Ma a Richard non importava. Da quando Ann era morta non gli importava più di nulla: del lavoro, dei soldi e delle sue conoscenze. La cosa che gli importava era una fino a morire, e niente di più.

Sbuffando, prese il cappotto e uscì di casa per andare a lavoro. Quel lavoro un tempo tanto amato ora era diventato solo una terribile agonia. Quando arrivò al posto di lavoro, vide il suo capo avvicinarsi a lui.

"Signor Emilton?"

"Si, capo?"

"Deve seguirmi."

"E perché?"

"Perché si."

Richard seguì il campo tra i corridoi dell'edificio, fino ad arrivare all'ufficio del capo. "Si sieda." gli disse il capo, indicando una sedia. Richard si sedette,senza protestare.

"Allora? Che succede?"

"Primo, non si rivolga così al suo capo. Sarò un essere umano come lei, ma sono quello che le dà i soldi per mantenersi il culo. Secondo, ho visto che lei non sta più lavorando come prima. Come mai?"

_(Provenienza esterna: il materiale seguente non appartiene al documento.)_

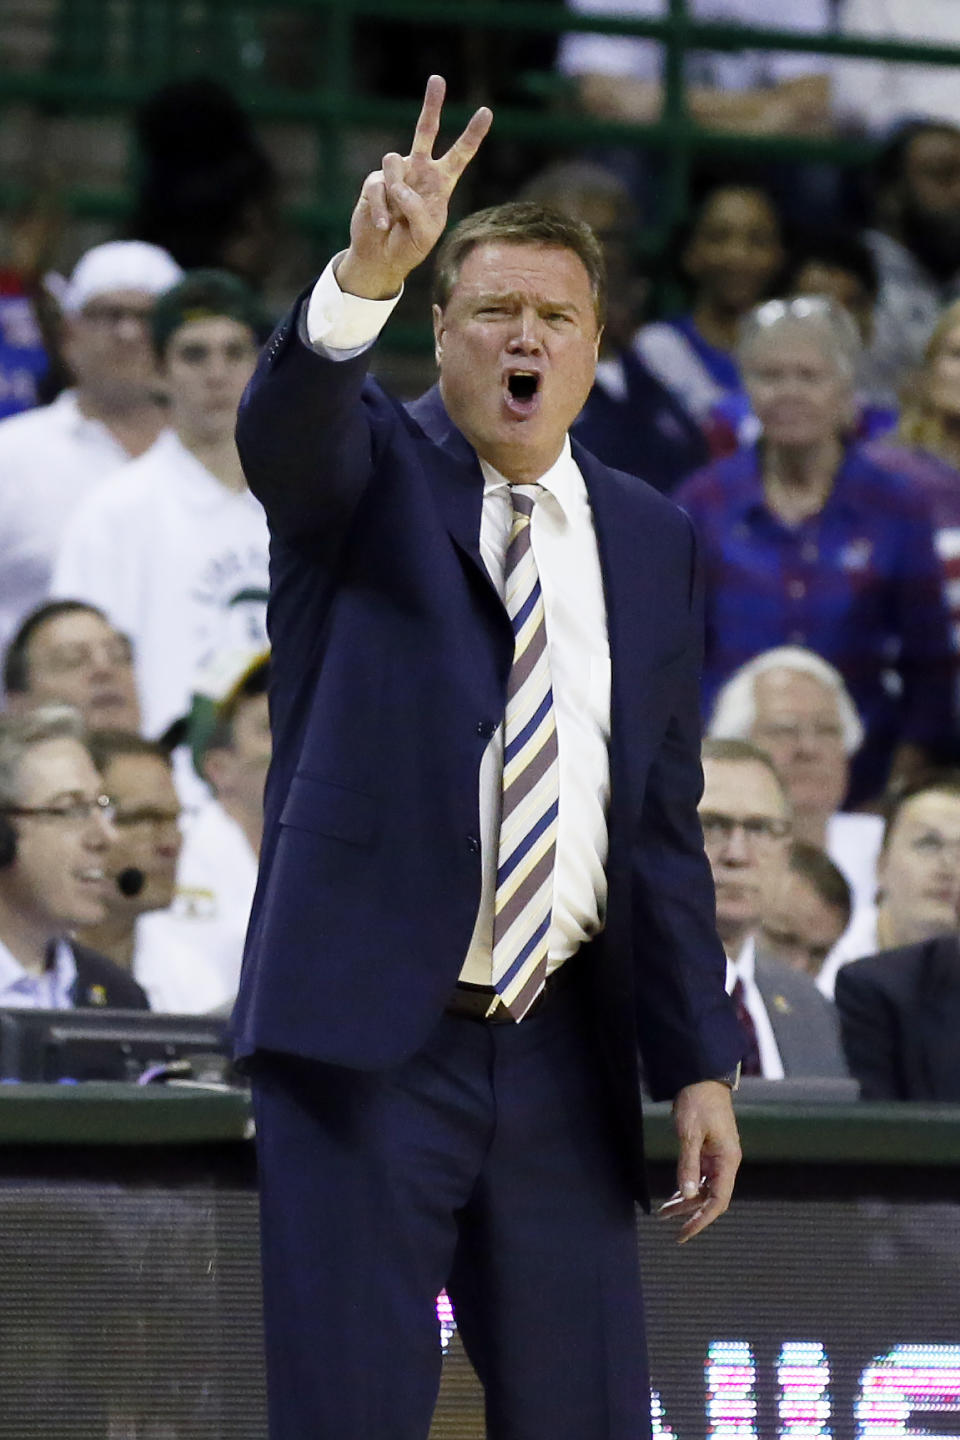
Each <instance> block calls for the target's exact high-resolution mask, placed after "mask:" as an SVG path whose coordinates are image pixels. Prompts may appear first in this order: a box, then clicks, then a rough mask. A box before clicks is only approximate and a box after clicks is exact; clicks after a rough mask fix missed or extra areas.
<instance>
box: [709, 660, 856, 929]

In quel momento, Richard avrebbe voluto urlare in faccia al capo. Avrebbe voluto dirgli che era perché Ann era morta ,perché lui era un normale essere umano e che la persona che aveva davanti altro non era che un idiota. Ma non lo fece.

"Quindi?"

"È per mia moglie?"

"Sua moglie?"

"Si. Forse lei non lo sa ,ma è morta due settimane fa."